Tonya Johnson trying to remove a swastika that was spray-painted on a headstone at Sunset Hill Memorial Estates cemetery in Glen Carbon, Ill. More than 200 headstones and monuments were similarly vandalized. Credit: Laurie Skrivan/St. Louis Post-Dispatch
5/27/2018 - Every year, for about the last three decades, residents of Glen Carbon on the western edge of Illinois have been able to spend their Memorial Day honoring the fallen at Sunset Hill Memorial Estates cemetery, where more than 1,400 veterans are buried.
For the community of about 13,000, the annual celebration is a significant undertaking: There is a balloon release, wounded warriors speak and the cemetery displays hundreds of flags.
On Saturday, groundskeepers made a shocking discovery: More than 200 monuments and headstones had been vandalized, each spray-painted with a swastika.
Officials said volunteers swarmed the cemetery and quickly got to work scrubbing. Restaurants and businesses donated food and products, and people showed up asking what they could do to help.
As of late Sunday afternoon, officials said there were still a few headstones in need of touching up but that they would be ready by Monday.
“How do you take something like this and make it positive?” asked Jeanne Brunette, the manager of the cemetery. “You can’t all the way, but you can sure find out what our community is about.”

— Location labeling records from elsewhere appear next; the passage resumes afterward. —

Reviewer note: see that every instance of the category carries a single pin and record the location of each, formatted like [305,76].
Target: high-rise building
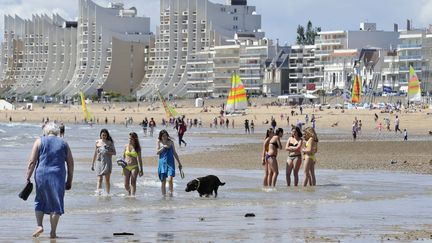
[334,62]
[106,49]
[112,47]
[37,54]
[191,26]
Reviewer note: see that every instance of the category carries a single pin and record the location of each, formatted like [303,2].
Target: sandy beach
[337,154]
[372,151]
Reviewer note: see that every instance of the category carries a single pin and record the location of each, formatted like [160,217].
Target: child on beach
[104,150]
[275,145]
[166,166]
[293,146]
[309,156]
[134,165]
[265,156]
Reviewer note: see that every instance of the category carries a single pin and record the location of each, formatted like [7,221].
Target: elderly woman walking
[47,160]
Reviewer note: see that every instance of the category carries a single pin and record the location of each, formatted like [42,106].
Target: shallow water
[351,206]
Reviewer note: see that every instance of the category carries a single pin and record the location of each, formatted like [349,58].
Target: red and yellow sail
[356,90]
[414,90]
[237,100]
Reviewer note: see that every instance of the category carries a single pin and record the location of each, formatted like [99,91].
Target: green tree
[308,37]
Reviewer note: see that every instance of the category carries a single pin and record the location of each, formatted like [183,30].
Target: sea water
[345,205]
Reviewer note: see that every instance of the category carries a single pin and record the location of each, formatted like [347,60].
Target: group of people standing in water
[131,161]
[298,150]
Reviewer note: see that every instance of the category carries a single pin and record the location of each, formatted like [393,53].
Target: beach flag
[414,91]
[356,90]
[87,115]
[237,99]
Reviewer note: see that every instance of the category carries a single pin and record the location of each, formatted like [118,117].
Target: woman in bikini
[265,156]
[166,166]
[104,151]
[274,146]
[134,166]
[294,146]
[309,154]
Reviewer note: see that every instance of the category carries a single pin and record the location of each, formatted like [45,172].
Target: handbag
[25,192]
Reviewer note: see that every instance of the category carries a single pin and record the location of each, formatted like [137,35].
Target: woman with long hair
[134,165]
[166,167]
[266,144]
[309,153]
[274,146]
[104,150]
[294,146]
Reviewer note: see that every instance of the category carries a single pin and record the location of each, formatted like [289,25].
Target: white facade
[98,29]
[302,68]
[414,50]
[187,27]
[106,49]
[209,72]
[333,48]
[37,54]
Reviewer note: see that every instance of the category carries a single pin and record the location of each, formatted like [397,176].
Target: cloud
[280,18]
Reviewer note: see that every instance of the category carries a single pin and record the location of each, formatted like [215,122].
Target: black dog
[205,185]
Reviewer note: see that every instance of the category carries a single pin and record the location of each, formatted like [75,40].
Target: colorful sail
[414,90]
[237,100]
[169,110]
[87,115]
[356,90]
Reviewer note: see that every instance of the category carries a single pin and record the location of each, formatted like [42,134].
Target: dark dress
[50,175]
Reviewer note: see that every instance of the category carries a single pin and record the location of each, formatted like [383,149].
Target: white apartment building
[276,73]
[333,65]
[209,72]
[191,26]
[106,49]
[37,54]
[415,49]
[303,72]
[112,48]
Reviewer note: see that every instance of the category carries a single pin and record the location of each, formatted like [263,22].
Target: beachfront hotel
[415,49]
[186,28]
[209,72]
[336,51]
[105,50]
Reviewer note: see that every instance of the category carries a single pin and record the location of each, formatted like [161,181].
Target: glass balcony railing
[409,46]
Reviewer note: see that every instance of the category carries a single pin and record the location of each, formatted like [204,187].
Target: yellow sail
[87,115]
[169,110]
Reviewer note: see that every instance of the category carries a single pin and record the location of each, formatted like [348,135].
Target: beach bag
[25,192]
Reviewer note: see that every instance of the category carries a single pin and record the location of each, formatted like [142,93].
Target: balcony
[411,58]
[409,46]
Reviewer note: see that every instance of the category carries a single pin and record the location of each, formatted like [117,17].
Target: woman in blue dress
[47,159]
[166,168]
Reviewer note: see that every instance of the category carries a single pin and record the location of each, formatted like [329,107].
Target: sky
[280,18]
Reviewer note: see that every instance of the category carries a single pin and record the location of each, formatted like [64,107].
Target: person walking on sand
[294,146]
[134,165]
[144,125]
[309,156]
[265,156]
[397,125]
[182,127]
[104,150]
[166,167]
[275,145]
[152,125]
[51,160]
[247,130]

Ms. Brunette called the episode “devastating,” adding, after a pause: “I don’t even know how to describe it to you. There’s just tears and disillusionment and disappointment.”

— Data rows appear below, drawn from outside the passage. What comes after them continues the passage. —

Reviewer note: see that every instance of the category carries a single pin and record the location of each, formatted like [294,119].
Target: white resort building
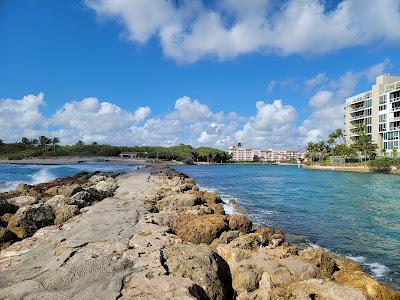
[268,155]
[378,110]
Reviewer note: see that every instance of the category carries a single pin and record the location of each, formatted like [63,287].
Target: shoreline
[73,161]
[163,237]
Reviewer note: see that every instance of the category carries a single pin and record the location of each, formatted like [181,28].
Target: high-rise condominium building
[379,111]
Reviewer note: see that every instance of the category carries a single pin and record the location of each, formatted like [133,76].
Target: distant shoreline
[73,161]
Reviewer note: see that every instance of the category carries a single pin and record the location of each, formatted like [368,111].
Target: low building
[268,155]
[128,155]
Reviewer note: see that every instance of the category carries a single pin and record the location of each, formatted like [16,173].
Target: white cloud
[189,31]
[22,117]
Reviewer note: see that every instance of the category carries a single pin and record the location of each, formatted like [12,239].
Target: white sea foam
[377,270]
[43,175]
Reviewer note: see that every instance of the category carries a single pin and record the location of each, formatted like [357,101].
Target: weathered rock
[210,198]
[64,212]
[27,220]
[201,265]
[320,289]
[7,207]
[81,199]
[217,209]
[240,222]
[65,190]
[175,201]
[23,200]
[324,260]
[107,187]
[6,235]
[200,229]
[161,287]
[362,281]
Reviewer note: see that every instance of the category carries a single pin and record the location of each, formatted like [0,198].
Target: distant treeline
[50,147]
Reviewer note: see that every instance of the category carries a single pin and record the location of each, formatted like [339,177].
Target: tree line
[51,147]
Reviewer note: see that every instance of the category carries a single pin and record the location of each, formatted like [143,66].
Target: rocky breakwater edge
[156,236]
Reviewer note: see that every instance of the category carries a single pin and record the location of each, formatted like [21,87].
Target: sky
[207,73]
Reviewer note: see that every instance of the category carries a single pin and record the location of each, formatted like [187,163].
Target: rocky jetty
[152,234]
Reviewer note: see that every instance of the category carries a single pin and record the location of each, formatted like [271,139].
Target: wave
[43,175]
[377,270]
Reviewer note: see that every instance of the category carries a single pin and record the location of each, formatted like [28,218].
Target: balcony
[357,109]
[359,117]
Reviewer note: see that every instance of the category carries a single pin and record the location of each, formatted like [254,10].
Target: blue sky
[141,72]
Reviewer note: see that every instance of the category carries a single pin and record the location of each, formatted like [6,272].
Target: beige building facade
[379,111]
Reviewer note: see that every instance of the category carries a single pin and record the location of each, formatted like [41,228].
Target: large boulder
[320,289]
[65,190]
[107,187]
[23,200]
[239,222]
[7,207]
[200,229]
[27,220]
[176,201]
[80,199]
[201,265]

What followed, she said, was an “outpouring of love.”
More than 26,000 people are buried at the cemetery, which is nondenominational. Ms. Brunette said the vandal did not appear to target any specific headstones.

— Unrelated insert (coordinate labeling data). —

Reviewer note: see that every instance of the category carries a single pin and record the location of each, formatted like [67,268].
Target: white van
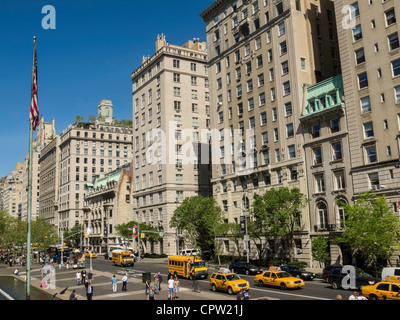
[390,272]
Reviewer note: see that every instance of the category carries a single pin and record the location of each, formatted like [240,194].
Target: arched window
[340,213]
[322,212]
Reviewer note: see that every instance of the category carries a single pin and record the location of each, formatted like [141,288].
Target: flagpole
[29,217]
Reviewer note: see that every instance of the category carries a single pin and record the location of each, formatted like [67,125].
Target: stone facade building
[261,54]
[171,111]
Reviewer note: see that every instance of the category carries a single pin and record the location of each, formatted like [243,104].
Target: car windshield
[199,264]
[231,277]
[362,273]
[283,275]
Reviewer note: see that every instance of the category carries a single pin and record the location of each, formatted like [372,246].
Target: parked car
[298,272]
[244,267]
[385,290]
[327,269]
[230,282]
[280,279]
[361,278]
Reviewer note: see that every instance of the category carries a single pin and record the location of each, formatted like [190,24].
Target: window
[355,11]
[357,33]
[339,180]
[286,88]
[285,68]
[393,40]
[371,154]
[289,130]
[360,56]
[396,68]
[373,181]
[288,109]
[292,151]
[363,80]
[263,118]
[282,48]
[315,131]
[337,151]
[317,155]
[365,104]
[319,183]
[368,130]
[335,125]
[390,17]
[322,216]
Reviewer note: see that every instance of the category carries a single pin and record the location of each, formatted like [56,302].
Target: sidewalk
[65,282]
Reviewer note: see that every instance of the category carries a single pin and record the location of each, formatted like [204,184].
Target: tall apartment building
[370,51]
[49,179]
[170,113]
[261,54]
[327,158]
[46,132]
[86,151]
[108,203]
[368,34]
[11,191]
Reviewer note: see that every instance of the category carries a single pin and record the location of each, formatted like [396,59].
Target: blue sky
[90,56]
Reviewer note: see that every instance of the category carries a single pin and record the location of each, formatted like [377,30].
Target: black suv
[298,272]
[362,279]
[244,267]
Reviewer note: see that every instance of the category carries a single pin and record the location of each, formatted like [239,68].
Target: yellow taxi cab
[90,254]
[385,290]
[228,281]
[280,279]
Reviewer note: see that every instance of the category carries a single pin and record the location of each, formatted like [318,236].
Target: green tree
[199,218]
[278,212]
[372,230]
[78,119]
[319,249]
[43,233]
[125,230]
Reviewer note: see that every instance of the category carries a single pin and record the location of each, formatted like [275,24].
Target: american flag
[34,111]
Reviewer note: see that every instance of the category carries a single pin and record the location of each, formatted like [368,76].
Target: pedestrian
[239,296]
[89,290]
[160,280]
[156,284]
[147,285]
[353,296]
[114,283]
[170,287]
[246,295]
[78,278]
[73,295]
[83,276]
[176,288]
[361,297]
[124,282]
[90,276]
[151,295]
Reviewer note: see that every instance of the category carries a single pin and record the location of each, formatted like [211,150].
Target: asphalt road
[313,290]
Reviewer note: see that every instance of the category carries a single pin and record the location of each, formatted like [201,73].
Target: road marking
[6,295]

The authorities said they arrested a 34-year-old Glen Carbon man in connection with the vandalism at the cemetery as well as swastikas spray-painted on houses in a subdivision in a neighboring community.
Jay A. Keeven, the police chief in nearby Edwardsville, Ill., which is investigating the vandalism of the homes, said he did not believe that the man had timed his crime to fall over Memorial Day weekend.
“I think this individual made a poor choice,” he said, adding that the man was someone the police were familiar with. He said he could not elaborate and would not identify the man until he was formally charged on Tuesday.
The authorities said the man was expected to face charges such as institutional vandalism and criminal defacement of property over $500, a felony. Lt. Wayne White of the Glen Carbon police said he expected prosecutors to also file hate crime charges.
“The fact that he did this on Memorial Day weekend is inexcusable and disgusting behavior that we’re not going to tolerate,” Lieutenant White said.
The authorities said the man was arrested Saturday afternoon after the police posted a video of someone leaving the subdivision that was vandalized.